Troisième observation – et là, ça devient passionnant : grâce à l’imagerie, les chercheurs ont découvert que la zone du cerveau qui s’allume pour la récompense est différente de celle pour l’effort ! Or, chez certains, cette dernière zone est particulièrement sensible, plus active en quelque sorte que la première.
Voilà pourquoi les procrastinateurs procrastinent. Ils ont beau savoir qu’ils seront récompensés, cette promesse ne pèse pas lourd par rapport à l’énergie que cela leur demande. Et même la perspective d’une punition éventuelle, connue, ne suffira pas davantage à les motiver. Car ils sont dans « l’incapacité à réguler les réponses émotionnelles à l’aversion pour une tâche » constatent les scientifiques.
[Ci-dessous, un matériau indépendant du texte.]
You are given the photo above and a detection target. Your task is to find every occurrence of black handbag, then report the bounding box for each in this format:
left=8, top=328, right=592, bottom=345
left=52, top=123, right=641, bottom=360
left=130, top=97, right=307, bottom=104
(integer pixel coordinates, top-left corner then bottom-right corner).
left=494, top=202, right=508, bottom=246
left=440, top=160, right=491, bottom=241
A moins que. A moins que cette punition ne devienne, le temps passant, une réalité. Car alors la balance coût/bénéfices s’inverse peu à peu : l’effort semble moindre (cf. première observation) tandis que la récompense – entendue comme une non punition – ne peut plus être différée (cf. deuxième observation).
Mais cela, me direz-vous, ça marche quand il y a un délai bien précis. Sans obligation temporelle, le risque de différer encore et toujours est grand. C’est vrai. D’ailleurs, concluent les chercheurs, si le participant « commence avec une faible probabilité de terminer le premier jour, il y a de fortes chances que la tâche ne soit jamais réalisée ».
Heureusement que l’être humain ne se réduit pas à une pure statistique. La preuve : j’ai fini par l’écrire, ce post de blog !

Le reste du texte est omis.